I am speaking here of the mental and moral qualities distinctive to an individual (Oxford Dictionary) not the person in a novel, play, or film.

Qualities are an infinite variety and some matter more than others to us as individuals and to society. Reading “The Road to Character” the wonderful 2015 best seller book by David Brooks, I like the idea of the “eulogy” virtues versus the résumé ones. Character, David Brooks says, would be the sum of those eulogy virtues, Oxford would call them qualities.

The book attractively follows the life stories of character strong women and men who built their lives around strong beliefs and personal discipline of the highest order. In the end the résumé virtues only matter to the author of the résumé and disappear along the need to represent. What remains are eulogy virtues, those we hopefully remain famous for.

How, when our life education has fine tuned us into presenting the best version of our self to the world, can we focus instead on our life’s mission and those qualities that together aggregate into character, making it all possible?

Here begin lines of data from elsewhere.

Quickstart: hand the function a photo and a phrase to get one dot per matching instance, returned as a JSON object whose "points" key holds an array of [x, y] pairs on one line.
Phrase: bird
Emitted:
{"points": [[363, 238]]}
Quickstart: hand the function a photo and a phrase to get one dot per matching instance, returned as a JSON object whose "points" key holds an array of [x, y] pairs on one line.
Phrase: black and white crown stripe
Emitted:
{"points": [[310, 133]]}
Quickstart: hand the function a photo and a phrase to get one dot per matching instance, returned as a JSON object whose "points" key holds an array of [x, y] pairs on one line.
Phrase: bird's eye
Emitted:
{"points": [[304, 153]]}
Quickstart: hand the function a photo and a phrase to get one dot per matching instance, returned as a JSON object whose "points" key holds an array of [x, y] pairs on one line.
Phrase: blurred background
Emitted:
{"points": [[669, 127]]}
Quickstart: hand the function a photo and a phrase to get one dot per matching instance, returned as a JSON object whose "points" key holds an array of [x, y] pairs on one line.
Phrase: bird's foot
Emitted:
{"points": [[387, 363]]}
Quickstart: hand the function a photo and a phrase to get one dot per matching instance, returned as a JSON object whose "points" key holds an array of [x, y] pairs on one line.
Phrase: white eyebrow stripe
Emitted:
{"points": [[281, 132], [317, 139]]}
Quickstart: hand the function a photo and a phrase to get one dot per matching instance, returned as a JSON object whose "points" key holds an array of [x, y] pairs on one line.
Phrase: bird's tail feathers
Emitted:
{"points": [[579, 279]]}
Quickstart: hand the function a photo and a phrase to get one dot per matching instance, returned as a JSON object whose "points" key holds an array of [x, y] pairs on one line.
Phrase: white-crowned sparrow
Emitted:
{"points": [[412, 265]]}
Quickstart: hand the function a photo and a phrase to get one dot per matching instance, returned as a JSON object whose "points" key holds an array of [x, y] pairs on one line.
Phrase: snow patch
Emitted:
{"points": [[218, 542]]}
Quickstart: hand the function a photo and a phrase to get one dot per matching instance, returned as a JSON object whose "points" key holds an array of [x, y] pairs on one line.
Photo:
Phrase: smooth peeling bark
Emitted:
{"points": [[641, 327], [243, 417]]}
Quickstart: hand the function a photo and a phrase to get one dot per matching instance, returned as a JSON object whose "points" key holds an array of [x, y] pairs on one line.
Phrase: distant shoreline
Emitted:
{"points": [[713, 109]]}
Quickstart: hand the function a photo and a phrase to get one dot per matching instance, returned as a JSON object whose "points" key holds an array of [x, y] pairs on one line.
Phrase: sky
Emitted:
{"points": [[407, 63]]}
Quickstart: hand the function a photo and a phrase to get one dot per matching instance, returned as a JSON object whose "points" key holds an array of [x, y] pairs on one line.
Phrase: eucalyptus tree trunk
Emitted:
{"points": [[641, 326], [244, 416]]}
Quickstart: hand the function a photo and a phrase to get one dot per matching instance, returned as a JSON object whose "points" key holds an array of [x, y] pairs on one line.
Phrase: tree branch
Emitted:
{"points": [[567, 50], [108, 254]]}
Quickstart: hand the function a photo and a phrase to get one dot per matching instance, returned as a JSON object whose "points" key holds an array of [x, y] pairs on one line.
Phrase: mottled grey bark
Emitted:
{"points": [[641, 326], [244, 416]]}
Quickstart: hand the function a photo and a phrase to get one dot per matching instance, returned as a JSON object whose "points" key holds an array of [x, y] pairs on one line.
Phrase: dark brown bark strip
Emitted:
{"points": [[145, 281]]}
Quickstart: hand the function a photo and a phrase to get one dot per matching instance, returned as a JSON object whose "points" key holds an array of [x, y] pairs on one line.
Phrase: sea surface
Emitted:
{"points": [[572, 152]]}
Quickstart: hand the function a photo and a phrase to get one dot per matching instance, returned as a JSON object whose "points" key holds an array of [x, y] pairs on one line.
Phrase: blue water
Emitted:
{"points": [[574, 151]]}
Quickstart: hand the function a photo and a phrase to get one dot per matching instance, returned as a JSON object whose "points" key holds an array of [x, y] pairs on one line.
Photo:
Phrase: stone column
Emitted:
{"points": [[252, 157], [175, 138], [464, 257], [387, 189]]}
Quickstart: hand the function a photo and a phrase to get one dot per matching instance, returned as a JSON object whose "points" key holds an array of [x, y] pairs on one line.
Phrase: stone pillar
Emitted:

Character is an underused word in our modern environment: it suggests a lifetime of hard work, overcoming hardships and forging ahead – all experiences we associate with world class athletes or extreme adventurers but not us common people. Can binge watching Netflix ever build character? Better give up on the concept and focus instead on our personal brand image (think instagram profiles)…

Time and again though, we seek true fulfilment and it is in that work that we discover the value of living diligently, with intent, true to our values, setting an example for all to see and take heart from. David Brooks puts it better than I could :

“ What a wise person teaches is the smallest part of what they give. The totality of their life, of the way they go about it in the smallest details, is what’s gets transmitted.”

The message is the person.

Here is a hit list of virtues of those wise ones: humility, restraint, reticence, temperance, respect, and self discipline.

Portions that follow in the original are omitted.